Friday, January 18, 2019

Tug Dumbly - Bad Economics of a Haunting


Bad Economics of a Haunting  

If memory was an employee, you’d
fire it for gross inefficiency, 
not just for what it doesn’t remember,
but for what it repeatedly does.

I lived a year away from home at a school
and have relived every day in that place,
every master, every boy whose face I’ve
torn through tracing paper, some missed
ever since, like that girl once glimpsed
on the Jersey Ferry in Citizen Kane.
                 
And I have relived every sadist’s forehand
smash of the cane through cotton jim-jams
to leave my arse a railway switch-yard
of black tracks, joining up with the tracks
of adjacent arses in the shower block,
which now, I’m ashamed to say, conjures

nothing so much as a death camp.
And still I hear the spider purr of that
woodwork master burring the name of his
favourite boy as he bends into him behind the
humming lathe; see still the kindly Reverend's
adam’s apple wobble under his dog collar

and his face sorrowing to a Pieta
as he says this is going to hurt me more
before whipping me like crimson Christ  
after Wind in the Willows in his English class.
But my heart hurt more, by this betrayal
of one I’d loved the best.

It wasn’t Dickens. Beyond the scatter  
of beatings and fist fights, that year is mostly
minuteness and mundanity, the threading
stuff of small human exchange – banterings
jokes, jibes and mocks. I re-see every weather,
every stagnant bar of Sunday heat, every

icicle drip from a tap in a frost. Odd details,
like the foul margarine that congealed
on bread like a cracked sheet of frozen piss.
I see this all again. Every which way I’ve
relived the year in that place for more hours
than ever I was there. And just why mystifies …

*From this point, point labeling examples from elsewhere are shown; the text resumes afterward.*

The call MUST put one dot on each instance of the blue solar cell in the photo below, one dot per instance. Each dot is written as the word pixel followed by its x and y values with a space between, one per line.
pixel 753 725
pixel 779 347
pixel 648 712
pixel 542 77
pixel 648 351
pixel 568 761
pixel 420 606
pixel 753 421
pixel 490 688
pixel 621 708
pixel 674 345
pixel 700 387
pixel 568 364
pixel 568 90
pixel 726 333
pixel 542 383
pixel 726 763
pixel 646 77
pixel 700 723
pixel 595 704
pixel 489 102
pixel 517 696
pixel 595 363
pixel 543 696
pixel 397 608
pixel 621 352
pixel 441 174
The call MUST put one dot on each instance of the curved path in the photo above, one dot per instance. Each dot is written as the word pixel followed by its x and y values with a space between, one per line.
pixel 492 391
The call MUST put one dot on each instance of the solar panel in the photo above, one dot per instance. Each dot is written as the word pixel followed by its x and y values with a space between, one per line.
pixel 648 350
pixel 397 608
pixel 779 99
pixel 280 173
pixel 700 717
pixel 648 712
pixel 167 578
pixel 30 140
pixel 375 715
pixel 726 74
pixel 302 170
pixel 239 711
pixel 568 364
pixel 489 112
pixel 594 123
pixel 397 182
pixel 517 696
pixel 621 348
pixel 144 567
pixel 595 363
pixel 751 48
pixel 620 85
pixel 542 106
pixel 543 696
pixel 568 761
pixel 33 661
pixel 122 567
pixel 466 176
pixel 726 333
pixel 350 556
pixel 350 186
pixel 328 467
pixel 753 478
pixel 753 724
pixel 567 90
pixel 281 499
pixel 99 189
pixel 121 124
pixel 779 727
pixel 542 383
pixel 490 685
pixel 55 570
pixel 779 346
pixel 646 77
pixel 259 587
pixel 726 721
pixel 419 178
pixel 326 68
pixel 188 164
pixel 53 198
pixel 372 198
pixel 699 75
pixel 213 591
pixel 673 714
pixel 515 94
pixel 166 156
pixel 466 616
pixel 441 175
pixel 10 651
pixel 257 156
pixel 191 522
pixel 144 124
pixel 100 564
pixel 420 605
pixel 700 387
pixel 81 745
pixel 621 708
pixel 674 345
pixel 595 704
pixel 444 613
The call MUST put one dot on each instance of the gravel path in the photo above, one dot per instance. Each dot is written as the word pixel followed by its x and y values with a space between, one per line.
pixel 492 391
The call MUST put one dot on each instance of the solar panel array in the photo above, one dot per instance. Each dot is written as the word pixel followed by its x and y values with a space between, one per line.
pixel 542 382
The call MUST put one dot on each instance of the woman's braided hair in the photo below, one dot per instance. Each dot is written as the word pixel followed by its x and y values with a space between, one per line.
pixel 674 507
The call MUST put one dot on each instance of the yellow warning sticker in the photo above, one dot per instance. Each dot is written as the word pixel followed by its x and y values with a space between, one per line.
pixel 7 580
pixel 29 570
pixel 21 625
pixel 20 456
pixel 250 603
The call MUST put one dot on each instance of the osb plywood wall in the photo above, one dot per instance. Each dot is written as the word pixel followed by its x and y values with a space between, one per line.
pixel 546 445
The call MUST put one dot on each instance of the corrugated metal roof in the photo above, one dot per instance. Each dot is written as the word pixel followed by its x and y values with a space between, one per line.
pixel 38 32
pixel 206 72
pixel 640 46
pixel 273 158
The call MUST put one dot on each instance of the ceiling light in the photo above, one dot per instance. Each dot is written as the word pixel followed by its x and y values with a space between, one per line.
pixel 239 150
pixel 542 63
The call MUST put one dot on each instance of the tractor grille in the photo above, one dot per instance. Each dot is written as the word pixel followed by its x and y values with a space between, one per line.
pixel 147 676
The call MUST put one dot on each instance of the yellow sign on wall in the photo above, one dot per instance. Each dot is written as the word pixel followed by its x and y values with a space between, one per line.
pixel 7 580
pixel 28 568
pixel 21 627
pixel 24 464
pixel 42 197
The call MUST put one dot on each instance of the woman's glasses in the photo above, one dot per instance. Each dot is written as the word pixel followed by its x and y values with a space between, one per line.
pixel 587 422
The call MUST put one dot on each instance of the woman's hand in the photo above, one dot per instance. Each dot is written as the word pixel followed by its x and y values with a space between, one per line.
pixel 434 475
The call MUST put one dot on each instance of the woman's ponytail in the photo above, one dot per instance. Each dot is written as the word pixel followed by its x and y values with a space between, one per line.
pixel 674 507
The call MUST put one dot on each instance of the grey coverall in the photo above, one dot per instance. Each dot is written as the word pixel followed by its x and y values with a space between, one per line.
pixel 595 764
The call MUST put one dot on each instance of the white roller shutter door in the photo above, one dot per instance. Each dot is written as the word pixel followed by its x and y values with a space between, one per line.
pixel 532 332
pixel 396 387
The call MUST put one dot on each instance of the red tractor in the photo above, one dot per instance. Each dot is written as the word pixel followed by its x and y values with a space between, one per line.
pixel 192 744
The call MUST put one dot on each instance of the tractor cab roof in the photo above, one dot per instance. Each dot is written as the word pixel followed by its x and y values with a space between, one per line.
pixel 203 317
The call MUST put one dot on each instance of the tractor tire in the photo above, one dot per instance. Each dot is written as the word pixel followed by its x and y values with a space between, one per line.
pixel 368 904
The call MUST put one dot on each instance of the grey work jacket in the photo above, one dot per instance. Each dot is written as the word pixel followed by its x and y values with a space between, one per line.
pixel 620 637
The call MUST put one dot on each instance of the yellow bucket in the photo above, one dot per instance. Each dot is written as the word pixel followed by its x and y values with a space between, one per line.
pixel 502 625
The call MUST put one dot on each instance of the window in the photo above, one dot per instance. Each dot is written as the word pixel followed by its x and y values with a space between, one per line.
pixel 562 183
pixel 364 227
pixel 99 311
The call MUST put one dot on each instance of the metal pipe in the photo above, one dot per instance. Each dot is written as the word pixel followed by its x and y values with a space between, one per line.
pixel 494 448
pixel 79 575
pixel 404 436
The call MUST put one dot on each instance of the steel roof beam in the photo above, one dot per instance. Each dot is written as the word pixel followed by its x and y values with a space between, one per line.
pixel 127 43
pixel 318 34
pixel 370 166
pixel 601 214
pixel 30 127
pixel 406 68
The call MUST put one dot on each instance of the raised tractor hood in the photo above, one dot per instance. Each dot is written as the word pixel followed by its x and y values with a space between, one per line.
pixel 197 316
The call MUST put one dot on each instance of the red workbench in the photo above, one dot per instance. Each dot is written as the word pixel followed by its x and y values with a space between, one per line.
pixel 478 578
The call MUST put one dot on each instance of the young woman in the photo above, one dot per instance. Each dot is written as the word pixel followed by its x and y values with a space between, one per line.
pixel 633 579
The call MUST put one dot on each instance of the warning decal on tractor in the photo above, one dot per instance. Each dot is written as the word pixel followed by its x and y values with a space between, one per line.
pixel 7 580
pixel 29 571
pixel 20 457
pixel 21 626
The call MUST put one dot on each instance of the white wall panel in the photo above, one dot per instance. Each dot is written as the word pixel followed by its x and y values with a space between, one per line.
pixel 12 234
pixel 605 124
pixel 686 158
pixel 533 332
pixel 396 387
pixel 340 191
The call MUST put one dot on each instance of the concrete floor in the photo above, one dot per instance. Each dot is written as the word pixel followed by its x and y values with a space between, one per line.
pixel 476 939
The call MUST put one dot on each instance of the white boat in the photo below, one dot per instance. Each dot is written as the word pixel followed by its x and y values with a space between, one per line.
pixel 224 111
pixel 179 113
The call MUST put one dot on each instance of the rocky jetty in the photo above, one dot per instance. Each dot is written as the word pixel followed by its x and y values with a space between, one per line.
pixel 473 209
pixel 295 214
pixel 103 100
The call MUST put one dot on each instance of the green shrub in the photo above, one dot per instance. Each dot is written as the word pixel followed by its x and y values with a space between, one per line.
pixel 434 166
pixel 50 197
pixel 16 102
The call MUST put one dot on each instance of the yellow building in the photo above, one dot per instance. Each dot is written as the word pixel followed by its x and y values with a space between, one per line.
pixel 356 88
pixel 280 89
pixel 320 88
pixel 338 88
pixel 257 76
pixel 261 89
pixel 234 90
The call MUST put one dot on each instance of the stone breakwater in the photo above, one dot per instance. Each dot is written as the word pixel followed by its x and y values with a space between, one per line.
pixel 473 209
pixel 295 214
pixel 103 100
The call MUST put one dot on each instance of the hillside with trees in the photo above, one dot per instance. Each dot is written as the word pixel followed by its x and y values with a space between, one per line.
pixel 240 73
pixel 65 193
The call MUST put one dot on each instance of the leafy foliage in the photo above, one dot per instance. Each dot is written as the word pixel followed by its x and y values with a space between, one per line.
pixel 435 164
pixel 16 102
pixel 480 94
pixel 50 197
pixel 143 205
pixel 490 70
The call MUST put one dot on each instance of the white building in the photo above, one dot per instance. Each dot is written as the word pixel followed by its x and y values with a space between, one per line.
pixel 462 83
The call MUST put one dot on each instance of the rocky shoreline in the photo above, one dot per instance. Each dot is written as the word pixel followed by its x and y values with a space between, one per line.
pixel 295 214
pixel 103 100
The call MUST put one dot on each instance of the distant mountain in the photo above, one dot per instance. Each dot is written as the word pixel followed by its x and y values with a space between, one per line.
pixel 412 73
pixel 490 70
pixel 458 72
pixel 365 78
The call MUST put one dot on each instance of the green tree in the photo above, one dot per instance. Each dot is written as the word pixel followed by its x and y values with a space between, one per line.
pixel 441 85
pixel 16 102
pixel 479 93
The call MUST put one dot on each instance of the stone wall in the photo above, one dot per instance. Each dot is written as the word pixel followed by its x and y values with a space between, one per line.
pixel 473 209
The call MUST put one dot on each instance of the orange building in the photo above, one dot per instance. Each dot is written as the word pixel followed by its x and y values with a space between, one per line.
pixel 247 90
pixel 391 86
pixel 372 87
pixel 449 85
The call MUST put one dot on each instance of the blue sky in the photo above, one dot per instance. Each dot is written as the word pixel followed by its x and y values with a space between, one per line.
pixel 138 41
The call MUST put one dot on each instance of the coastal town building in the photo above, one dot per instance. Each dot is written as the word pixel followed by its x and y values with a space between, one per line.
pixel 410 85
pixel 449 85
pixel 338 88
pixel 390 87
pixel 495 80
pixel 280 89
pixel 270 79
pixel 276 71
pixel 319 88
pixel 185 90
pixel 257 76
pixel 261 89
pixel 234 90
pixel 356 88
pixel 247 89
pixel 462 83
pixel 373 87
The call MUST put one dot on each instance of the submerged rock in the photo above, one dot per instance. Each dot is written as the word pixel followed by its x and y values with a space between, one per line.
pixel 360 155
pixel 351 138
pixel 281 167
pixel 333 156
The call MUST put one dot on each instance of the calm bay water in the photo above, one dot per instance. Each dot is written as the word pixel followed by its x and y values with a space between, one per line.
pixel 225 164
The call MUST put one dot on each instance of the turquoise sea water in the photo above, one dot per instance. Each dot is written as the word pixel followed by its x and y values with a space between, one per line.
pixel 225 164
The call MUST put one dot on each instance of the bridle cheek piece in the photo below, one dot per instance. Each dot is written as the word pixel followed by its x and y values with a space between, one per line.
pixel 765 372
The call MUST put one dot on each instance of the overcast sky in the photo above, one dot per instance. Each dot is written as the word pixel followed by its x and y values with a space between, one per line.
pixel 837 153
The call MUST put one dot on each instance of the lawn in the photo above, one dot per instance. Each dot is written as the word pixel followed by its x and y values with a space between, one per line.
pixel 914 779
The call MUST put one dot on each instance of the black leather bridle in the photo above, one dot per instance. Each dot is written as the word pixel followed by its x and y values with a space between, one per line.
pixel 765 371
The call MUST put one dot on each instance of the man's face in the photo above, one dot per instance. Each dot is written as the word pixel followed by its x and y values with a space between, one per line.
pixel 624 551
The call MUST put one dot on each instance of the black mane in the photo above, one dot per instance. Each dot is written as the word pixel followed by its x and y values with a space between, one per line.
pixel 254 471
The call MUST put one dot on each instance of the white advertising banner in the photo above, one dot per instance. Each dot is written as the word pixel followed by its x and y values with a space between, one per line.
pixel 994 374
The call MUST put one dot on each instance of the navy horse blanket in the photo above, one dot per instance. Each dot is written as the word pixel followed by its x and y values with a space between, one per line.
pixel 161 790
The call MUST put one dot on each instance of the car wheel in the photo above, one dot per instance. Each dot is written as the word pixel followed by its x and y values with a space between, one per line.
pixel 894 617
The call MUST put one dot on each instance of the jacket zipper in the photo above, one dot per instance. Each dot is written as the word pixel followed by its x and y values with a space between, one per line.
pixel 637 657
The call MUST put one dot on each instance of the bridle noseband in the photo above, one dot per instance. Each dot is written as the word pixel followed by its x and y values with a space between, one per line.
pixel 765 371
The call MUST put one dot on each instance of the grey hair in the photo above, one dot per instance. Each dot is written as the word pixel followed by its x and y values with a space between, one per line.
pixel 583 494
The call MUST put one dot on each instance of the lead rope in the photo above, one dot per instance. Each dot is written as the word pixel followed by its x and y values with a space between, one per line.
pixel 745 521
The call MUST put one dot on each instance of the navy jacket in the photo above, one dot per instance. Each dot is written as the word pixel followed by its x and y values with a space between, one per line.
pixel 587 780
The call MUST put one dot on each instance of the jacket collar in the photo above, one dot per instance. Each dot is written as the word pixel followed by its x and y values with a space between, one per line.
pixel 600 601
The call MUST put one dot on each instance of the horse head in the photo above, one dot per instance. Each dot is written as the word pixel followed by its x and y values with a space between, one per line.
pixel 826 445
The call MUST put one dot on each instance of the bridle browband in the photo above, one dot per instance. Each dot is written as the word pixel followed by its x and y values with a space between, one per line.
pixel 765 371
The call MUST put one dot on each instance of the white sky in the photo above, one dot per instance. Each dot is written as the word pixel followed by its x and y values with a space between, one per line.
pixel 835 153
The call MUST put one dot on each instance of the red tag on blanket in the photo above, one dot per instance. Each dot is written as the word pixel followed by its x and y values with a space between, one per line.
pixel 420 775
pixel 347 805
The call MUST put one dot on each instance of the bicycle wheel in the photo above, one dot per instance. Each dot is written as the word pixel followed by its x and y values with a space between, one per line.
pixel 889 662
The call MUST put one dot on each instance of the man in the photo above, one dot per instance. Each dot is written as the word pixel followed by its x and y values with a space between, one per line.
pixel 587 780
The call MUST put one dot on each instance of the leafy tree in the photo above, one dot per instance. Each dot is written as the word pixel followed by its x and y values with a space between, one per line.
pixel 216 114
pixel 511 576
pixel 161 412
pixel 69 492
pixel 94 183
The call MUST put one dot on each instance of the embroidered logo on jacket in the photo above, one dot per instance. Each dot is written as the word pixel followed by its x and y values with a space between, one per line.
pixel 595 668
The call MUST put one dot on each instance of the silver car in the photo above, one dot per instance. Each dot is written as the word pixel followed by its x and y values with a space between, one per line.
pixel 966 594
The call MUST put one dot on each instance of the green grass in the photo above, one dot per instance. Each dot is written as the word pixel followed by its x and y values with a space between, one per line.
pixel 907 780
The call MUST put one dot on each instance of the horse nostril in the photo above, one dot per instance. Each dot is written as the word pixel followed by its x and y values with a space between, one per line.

like an amphetamine affair that implodes
in a week, but moves in to live a lifetime;
like all those bad debts and drug buddies, the  
one nighters and trashed friends and shame
spectres greyly lurking round the landing,
crashed rent free in your apartment head.

Most uneconomical hauntings these,
most inefficient, these spirits unbidden,
all the more niggling, amusing, disturbing
because most dramatic duds, utterly
un-heroic and mundane; neither horrorful
nor sorrowful; most just gently throbbing away

with a melancholy I’ve grown attached to, like
a phantom limb; like a Tom-Tom's termagant
nag telling you to take the turnoff back there
it wanted you to take. Something inside
must somewise like you teasing it, torturing
it, picking at what won’t be healed over.